L’intérêt de son récit n’est pas tant dans le compte rendu d’audience de cette extraordinaire affaire, ou dans les portraits que Giono esquisse de ses protagonistes. Il réside dans la description abrupte de l’inégalité des armes entre ceux qui jugent et celui qui est jugé, dans le constat de l’incompréhension qui règne entre ces deux mondes.
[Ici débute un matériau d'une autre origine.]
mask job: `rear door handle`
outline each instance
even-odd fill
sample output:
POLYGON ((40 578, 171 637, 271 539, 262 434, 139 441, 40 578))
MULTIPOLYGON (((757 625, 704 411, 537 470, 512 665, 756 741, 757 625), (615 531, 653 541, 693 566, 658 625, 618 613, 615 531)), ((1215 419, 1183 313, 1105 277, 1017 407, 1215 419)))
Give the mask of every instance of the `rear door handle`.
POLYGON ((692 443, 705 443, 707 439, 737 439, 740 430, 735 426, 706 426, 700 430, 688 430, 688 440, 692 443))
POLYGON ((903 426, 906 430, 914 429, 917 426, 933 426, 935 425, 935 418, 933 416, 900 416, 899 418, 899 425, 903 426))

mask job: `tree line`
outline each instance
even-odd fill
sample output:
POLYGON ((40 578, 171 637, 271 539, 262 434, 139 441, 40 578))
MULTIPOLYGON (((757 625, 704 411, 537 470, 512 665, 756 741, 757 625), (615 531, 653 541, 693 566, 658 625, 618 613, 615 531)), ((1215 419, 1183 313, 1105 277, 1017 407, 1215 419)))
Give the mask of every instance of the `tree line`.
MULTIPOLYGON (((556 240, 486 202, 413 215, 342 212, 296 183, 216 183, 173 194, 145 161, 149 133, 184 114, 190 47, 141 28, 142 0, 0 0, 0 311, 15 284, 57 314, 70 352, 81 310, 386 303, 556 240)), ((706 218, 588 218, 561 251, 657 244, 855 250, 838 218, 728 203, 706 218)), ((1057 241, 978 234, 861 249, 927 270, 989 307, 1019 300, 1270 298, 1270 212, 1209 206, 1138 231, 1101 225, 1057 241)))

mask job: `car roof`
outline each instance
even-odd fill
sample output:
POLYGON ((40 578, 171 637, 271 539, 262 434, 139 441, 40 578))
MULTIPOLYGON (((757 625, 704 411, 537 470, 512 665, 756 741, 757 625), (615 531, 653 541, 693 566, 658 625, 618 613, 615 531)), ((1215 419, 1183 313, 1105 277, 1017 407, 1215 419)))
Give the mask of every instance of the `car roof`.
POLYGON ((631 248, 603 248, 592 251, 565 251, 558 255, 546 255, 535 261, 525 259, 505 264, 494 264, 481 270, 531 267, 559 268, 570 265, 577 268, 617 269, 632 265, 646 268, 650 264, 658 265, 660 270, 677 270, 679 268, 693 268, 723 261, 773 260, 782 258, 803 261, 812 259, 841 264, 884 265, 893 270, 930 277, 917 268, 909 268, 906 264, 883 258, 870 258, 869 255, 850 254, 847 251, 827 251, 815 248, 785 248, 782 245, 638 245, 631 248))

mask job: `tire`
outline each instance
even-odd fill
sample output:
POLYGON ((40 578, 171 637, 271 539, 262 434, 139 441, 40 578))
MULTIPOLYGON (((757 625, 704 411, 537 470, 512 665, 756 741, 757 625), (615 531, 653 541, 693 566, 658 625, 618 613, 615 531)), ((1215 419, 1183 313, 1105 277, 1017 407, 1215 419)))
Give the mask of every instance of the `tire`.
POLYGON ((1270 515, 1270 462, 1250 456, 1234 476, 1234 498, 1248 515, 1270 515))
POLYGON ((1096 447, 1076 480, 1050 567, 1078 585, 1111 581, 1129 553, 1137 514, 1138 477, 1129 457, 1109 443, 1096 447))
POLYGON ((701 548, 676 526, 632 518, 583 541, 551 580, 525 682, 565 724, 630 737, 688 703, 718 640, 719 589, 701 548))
Elle saisit Giono dès les premières heures du procès. “Les mots. Nous sommes dans un procès de mots. Pour accuser, il n’y a que des mots ; l’interprétation de mots placés les uns à côté des autres dans un certain ordre.” Il relève cet échange entre le président et Gaston Dominici : “Etes-vous allé au pont ? – Allée ? Il n’y a pas d’allée, je le sais, j’y suis été.” Un peu plus loin, Giono écrit que, pendant tout le temps des débats, Gaston Dominici s’est servi de trente-cinq mots. “Pas un de plus, je les ai comptés.” Or, souligne-t-il, “tout accusé disposant d’un vocabulaire de deux mille mots serait sorti à peu près indemne de ce procès. Si, en plus, il avait été doué de parole et d’un peu d’art du récit, il serait acquitté. Malgré les aveux”.

“J’ai demandé, poursuit-il, si ces aveux avaient été fidèlement reproduits aux procès-verbaux. On m’a répondu : Oui, scrupuleusement. On les a seulement mis en français.” L’écrivain relève ces malentendus, glissements successifs, transcriptions, qui ont construit l’accusation et fabriquent peu à peu l’intime conviction des jurés. Tandis qu’ils délibèrent, il écrit : “Je suis bourrelé de scrupules et plein de doutes.” Il note encore : “Je ne dis pas que Gaston D. n’est pas coupable, je dis qu’on ne m’a pas prouvé qu’il l’était.” Le 28 novembre 1954, la cour d’assises rend son verdict : Gaston Dominici est condamné à mort. Trois ans plus tard, il verra sa peine commuée en détention à perpétuité par le président René Coty. Il sera gracié et libéré en 1960 par le général de Gaulle.

Souvenirs de la cour d’assises d’André Gide. Gallimard, “Folio 2 €”, 126 p.

Notes sur l’affaire Dominici de Jean Giono. Gallimard, “Folio. 2 €”, 114 p.